I was bad. I admit it and I’m sorry. On Thanksgiving, I joined a dozen or so friends and some strangers, too, for a feast.
We sat outdoors on a farm. Sadly, we did not practice social distancing and we did not wear masks or any facial covering. I ate, I drank, I talked and I went home. I felt well, though more than full on goose and pie. I had no COVID-19 symptoms: no fever, no cough, no diarrhea. I took pictures of the Thanksgiving gathering and posted one of them on my Facebook page. Someone saw it and wrote a comment in which she expressed real concern that we didn’t follow COVID-19 protocol. That was the first awareness that I’d done something wrong. Then I saw a health practitioner and told her about my Thanksgiving. She nearly freaked out, though she was kind and caring. She insisted that I be tested.
I called a phone number, went online and made an appointment for a test at the Sonoma County Fairgrounds. I found it challenging to locate the actual site. After all, the fairgrounds are large; signage was in my view inadequate.
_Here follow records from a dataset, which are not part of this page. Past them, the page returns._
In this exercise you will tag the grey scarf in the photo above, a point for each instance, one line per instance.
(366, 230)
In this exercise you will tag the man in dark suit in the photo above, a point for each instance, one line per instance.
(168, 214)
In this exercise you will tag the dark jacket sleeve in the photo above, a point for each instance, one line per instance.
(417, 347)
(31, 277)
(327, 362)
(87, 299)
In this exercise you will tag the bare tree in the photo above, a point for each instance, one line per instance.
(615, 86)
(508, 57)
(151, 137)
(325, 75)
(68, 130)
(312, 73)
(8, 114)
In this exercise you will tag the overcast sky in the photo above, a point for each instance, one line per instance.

I parked my car and joined the line which went quickly. A woman in white, and with all the necessary protections, stuck a stick in both nostrils and gathered what she needed.
I went home, I carried on, wore my mask and did the social distancing thing. A few days after the test I heard that I was negative. I told all my friends the good news.
I’m writing this now because I want to say that I was as bad as anyone else. Maybe I wasn’t bad, just sloppy and stupid. Before I went to that Thanksgiving gathering, I thought that “other” people didn’t wear masks and didn't remain 6 feet apart. Suddenly I was one of them, and I had a Ph.D and was a professor emeritus at Sonoma State University.
I realized that all my supposed “smarts” didn’t help me when it came to Thanksgiving and COVID-19. I know that I went to my friend’s farm because I didn’t want to be home alone. I wanted to share the time and the experience. Now I’m thinking of Christmas.
I don’t know what I’ll do or where I’ll go, if anywhere. I know that I can stay home, be by myself, prepare a meal, say grace, go to bed early and be happy.
(Jonah Raskin is a professor emeritus at Sonoma State University. He lives in Cotati.)